The Canadian dollar has been on a downward trajectory this week, influenced by various economic factors and market movements. Despite an overall stronger US dollar, the currency pair marked its third consecutive session of decline on Thursday, trading near 1.3680. This comes amid a broader dip in the DXY index, which measures the greenback against a basket of other major currencies, falling to around 103.70 as equity markets showed signs of cooling before the US Thanksgiving holiday.
The loonie’s weakness was particularly noticeable on Wednesday as West Texas Intermediate (WTI) prices dropped to $76.10. This decline in one of Canada’s key exports was attributed to delayed discussions among OPEC+ members and signs of a slowing US economy, both of which can have significant implications for Canada’s commodity-driven economy.
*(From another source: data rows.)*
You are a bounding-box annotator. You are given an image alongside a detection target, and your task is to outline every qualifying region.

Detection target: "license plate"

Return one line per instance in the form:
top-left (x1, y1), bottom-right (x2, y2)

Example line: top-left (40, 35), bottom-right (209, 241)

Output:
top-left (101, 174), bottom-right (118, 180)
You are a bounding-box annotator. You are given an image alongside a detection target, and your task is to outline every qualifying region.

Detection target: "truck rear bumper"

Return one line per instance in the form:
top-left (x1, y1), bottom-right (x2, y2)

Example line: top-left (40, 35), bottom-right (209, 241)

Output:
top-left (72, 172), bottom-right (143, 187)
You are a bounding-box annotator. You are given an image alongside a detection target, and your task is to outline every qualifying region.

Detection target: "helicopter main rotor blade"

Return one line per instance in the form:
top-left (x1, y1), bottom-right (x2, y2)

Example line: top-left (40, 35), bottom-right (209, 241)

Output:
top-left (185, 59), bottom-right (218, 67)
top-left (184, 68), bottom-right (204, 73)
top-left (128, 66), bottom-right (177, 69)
Looking ahead, market participants are turning their attention to upcoming economic data releases. Canada’s retail sales figures will be closely watched for signs of consumer spending health, while anticipated declines in the US S&P Global Purchasing Managers’ Indexes (PMIs) could provide further insights into the economic outlook. This focus on fresh data follows some significant releases from the United States, including a sharper-than-expected fall in Durable Goods Orders by 5.4%, a decrease in Jobless Claims to 209K, and an uptick in Consumer Sentiment to 61.3.